Matt Groening, American animator, producer, and screenwriter
Matthew Abram Groening ( GRAY-ning; born February 15, 1954) is an American cartoonist, writer, producer, and animator. He is the creator of the comic strip Life in Hell (1977–2012) and the television series The Simpsons (1989–present), Futurama (1999–2003, 2008–2013, 2023), and Disenchantment (2018–present). The Simpsons is the longest-running U.S. primetime-television series in history and the longest-running U.S. animated series and sitcom.

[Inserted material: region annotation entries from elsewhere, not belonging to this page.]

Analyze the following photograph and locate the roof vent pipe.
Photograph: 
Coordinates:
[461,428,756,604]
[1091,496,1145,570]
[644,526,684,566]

Groening made his first professional cartoon sale of Life in Hell to the avant-garde magazine Wet in 1978. At its peak, the cartoon was carried in 250 weekly newspapers. Life in Hell caught the attention of American producer James L. Brooks. In 1985, Brooks contacted Groening about adapting Life in Hell for animated sequences for the Fox variety show The Tracey Ullman Show. Fearing the loss of ownership rights, Groening created a new set of characters, the Simpson family. The shorts were spun off into their own series, The Simpsons, which has since aired 722 episodes.
In 1997, Groening and former Simpsons writer David X. Cohen developed Futurama, an animated series about life in the year 3000, which premiered in 1999, running for four years on Fox, then picked up by Comedy Central for additional seasons. In 2016, Groening developed a new series for Netflix, Disenchantment, which premiered in August 2018.
Groening has won 13 Primetime Emmy Awards, 11 for The Simpsons and 2 for Futurama, and a British Comedy Award for "outstanding contribution to comedy" in 2004. In 2002, he won the National Cartoonist Society Reuben Award for his work on Life in Hell. He received a star on the Hollywood Walk of Fame on February 14, 2012.